Welcome to Tesla Motors Club
Discuss Tesla's Model S, Model 3, Model X, Model Y, Cybertruck, Roadster and More.
Register
This site may earn commission on affiliate links.
I suspect the release of FSD to everyone who bought or subscribed (in Nov, I think) without Safety Score, had more to do with the lawsuits, o_dowd, DMV and NHTSA actions.
Not sure why it would be related to any of this. I suspect it was about realizing revenue at a convenient time, and it being safe enough as implemented, based on data (of course we have no idea how safe it is (other than an upper limit), as there is not any data on it, but internally they know).

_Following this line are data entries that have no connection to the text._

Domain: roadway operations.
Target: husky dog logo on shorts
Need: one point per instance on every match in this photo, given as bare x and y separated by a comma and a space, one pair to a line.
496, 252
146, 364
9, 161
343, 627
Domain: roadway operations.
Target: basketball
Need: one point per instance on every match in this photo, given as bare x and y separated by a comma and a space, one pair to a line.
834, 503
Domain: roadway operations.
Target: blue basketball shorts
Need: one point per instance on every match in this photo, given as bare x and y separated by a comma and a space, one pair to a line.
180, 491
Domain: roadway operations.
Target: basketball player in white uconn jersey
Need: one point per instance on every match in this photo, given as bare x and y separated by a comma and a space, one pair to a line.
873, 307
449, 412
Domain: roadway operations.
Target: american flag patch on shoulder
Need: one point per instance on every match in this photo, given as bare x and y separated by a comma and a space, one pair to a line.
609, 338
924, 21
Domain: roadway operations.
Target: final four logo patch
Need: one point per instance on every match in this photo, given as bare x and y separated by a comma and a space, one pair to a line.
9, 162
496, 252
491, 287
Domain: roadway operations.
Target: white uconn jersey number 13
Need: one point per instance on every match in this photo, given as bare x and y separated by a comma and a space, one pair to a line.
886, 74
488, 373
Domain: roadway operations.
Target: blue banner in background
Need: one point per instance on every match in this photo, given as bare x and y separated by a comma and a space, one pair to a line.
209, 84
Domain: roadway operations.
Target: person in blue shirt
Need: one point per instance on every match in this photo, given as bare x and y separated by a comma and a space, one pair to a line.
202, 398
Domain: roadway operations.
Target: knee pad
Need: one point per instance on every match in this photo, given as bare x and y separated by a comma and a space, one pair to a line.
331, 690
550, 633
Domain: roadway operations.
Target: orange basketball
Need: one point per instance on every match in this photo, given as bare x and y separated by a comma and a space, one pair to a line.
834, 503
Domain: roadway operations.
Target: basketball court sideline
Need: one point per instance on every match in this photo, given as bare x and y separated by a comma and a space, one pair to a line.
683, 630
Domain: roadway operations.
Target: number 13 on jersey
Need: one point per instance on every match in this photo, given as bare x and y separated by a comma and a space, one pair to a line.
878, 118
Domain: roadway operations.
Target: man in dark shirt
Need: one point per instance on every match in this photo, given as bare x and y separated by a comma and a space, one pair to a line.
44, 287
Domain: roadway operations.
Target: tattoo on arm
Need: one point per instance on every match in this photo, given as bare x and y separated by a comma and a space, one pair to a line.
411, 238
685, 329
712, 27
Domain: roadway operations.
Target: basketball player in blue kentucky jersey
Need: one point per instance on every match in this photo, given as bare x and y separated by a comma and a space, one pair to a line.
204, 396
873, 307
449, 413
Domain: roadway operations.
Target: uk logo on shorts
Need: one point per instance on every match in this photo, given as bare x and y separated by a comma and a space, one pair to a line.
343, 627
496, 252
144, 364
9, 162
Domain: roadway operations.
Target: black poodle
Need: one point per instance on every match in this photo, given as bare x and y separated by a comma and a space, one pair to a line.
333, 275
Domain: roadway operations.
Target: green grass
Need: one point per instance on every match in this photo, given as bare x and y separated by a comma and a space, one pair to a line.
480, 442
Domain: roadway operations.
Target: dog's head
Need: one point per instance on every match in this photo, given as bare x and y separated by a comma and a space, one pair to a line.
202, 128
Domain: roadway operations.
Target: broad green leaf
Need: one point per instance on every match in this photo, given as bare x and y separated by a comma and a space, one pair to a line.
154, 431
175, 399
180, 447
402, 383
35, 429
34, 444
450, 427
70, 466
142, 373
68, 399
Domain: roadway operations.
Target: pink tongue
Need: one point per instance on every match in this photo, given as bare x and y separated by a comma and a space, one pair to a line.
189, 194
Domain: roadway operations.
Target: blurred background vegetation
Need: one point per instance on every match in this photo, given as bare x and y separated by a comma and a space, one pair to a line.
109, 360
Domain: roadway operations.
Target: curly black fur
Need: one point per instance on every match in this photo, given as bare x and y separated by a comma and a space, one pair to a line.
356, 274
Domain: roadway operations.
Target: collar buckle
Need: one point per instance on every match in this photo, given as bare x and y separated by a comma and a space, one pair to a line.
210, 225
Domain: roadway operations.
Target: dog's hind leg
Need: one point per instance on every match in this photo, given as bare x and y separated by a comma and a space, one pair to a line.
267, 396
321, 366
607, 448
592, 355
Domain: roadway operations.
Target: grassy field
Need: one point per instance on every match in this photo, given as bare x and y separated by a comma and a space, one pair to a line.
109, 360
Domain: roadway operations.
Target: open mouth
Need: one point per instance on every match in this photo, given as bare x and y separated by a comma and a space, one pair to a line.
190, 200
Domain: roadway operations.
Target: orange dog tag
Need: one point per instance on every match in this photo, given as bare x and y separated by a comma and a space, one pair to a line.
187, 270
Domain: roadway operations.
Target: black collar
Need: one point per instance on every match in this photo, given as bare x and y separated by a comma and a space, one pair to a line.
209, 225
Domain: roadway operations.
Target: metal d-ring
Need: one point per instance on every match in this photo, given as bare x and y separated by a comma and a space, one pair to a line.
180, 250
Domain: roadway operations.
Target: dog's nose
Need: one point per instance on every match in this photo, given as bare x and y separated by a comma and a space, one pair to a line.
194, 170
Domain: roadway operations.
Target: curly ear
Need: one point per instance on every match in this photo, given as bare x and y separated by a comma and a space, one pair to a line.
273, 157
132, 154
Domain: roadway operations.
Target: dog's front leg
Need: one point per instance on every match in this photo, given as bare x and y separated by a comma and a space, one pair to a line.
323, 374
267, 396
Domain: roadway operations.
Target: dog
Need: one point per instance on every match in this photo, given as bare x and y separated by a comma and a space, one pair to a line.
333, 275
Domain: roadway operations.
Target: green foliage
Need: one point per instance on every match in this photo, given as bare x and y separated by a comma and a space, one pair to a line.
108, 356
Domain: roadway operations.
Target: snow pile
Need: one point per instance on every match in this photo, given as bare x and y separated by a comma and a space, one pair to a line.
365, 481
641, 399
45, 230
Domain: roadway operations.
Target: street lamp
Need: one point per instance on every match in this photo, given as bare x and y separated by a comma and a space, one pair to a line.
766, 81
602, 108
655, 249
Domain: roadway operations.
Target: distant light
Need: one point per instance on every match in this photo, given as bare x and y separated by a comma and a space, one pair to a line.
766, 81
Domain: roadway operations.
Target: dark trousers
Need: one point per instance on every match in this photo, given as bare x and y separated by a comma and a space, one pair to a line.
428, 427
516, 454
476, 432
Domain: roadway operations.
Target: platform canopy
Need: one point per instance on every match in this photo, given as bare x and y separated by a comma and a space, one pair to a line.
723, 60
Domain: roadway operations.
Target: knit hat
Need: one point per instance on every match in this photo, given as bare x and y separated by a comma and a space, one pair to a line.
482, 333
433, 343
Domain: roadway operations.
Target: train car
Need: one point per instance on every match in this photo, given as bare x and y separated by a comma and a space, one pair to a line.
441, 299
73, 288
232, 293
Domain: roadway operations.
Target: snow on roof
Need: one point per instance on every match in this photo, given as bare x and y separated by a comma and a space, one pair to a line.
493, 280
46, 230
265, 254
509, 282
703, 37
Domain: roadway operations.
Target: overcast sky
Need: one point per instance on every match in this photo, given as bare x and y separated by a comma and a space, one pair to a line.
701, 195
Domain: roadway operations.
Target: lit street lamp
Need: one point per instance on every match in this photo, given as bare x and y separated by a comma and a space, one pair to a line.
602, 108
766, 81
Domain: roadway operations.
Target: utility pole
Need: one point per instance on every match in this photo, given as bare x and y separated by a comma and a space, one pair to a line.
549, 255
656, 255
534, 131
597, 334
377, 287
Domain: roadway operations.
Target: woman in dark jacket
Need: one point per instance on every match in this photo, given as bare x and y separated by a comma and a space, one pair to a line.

The challenge will be keeping it safe enough, and performance with the edge cases (which of course there are not nearly enough miles to find yet).
 
Last edited:
  • Like
Reactions: EVNow
Starting to roll?

SmartSelect_20230319_091206_Firefox.jpg
 
I don't know which piece of this equation is still using traditional code over neural networks, but I guess this tweet means there's more yet to switch over:

Seems like getting rid of the human-engineered vector space is gonna be the next big barrier that has to come down. If I was forced to drive using only vector space it would be terrifying and bad. It should be vision -> control with no human understandable features in the middle.
 
Seems like getting rid of the human-engineered vector space is gonna be the next big barrier that has to come down. If I was forced to drive using only vector space it would be terrifying and bad. It should be vision -> control with no human understandable features in the middle.

I was actually thinking more about this, and I really appreciate Tesla's approach.

If you've got one network for perception, and one network for planning, and one network for control, you can pinpoint where a problem stems from and debug a part of the system without breaking other parts.

How would you debug an end-to-end vision to control network? Throw more training samples at it and pray?
 
I was actually thinking more about this, and I really appreciate Tesla's approach.

If you've got one network for perception, and one network for planning, and one network for control, you can pinpoint where a problem stems from and debug a part of the system without breaking other parts.

How would you debug an end-to-end vision to control network? Throw more training samples at it and pray?
You can only look at the system in a wholistic way. Like you can look at the dashcam footage and reason about why it did what it did, but you can't examine the intermediate feature space because it won't be human-understandable. That's why deep learning systems are so powerful is because they don't have hand-chosen intermediate layers that engineers picked out.

It's like when people used to make vision-based detectors for cars a decade ago, before deep-learning, you'd make a detector for wheels, and doors, and hoods, and other car-like features that humans picked out. And then you'd decide where a car is based on those detected features. That is crazy talk today, no one would do that. And yeah we've given up the ability to debug why a car wasn't detected at the feature-level. We can only look at the dashcam recording and the final output.

Also it's no different than human drivers, you can ask a human after a crash what happened and they will just make up some story after the fact. They can't access their intermediate mental states and tell you. But the dashcam footage tells you all you need to know.
 
  • Informative
Reactions: pilotSteve
It should be vision -> control with no human understandable features in the middle.

That's called the "end-to-end" approach. Wayve is trying it. They have some nice demos where the car goes around a parked car or navigates a roundabout. But there is a big difference between training the car to perform certain driving tasks and achieving the reliability where you could drop the car anywhere and let it drive fully driverless. So far, nobody has made it work reliably at scale. It is a very difficult approach for many reasons. For one, it is very difficult to train a single NN to figure out all of planning and control directly from vision alone. Second, it is very hard to troubleshoot since there are no "human understandable" features in the middle that you can pinpoint where the failure happened. It is a black box. So if there is a failure, you have to retrain the entire NN until it fixes the problem and hope you don't introduce a new failure.

Having said, the trend has been towards consolidating NN's into fewer but bigger NN's. So we may eventually get to "end-to-end" some day but right now doing "end-to-end" from the start has not been solved yet.

I was actually thinking more about this, and I really appreciate Tesla's approach.

If you've got one network for perception, and one network for planning, and one network for control, you can pinpoint where a problem stems from and debug a part of the system without breaking other parts.

How would you debug an end-to-end vision to control network? Throw more training samples at it and pray?

That's one of the big challenges with the "end-to-end" approach. It is very hard to troubleshoot since it is one big black box. There is no way to pinpoint what caused the failure. So yes, the only thing you can do is retrain the entire NN until it fixes the problem and hope you don't introduce new bugs or failures. That is one reason why all the AV companies have different stacks. It allows them to troubleshoot better. And you can build a NN to do a certain task like perception and test it and validate it until it is reliable. You can build a NN to do another task like behavior prediction and train it and validate it. And then put it together when you know each separate NN is reliable enough.
 
Last edited: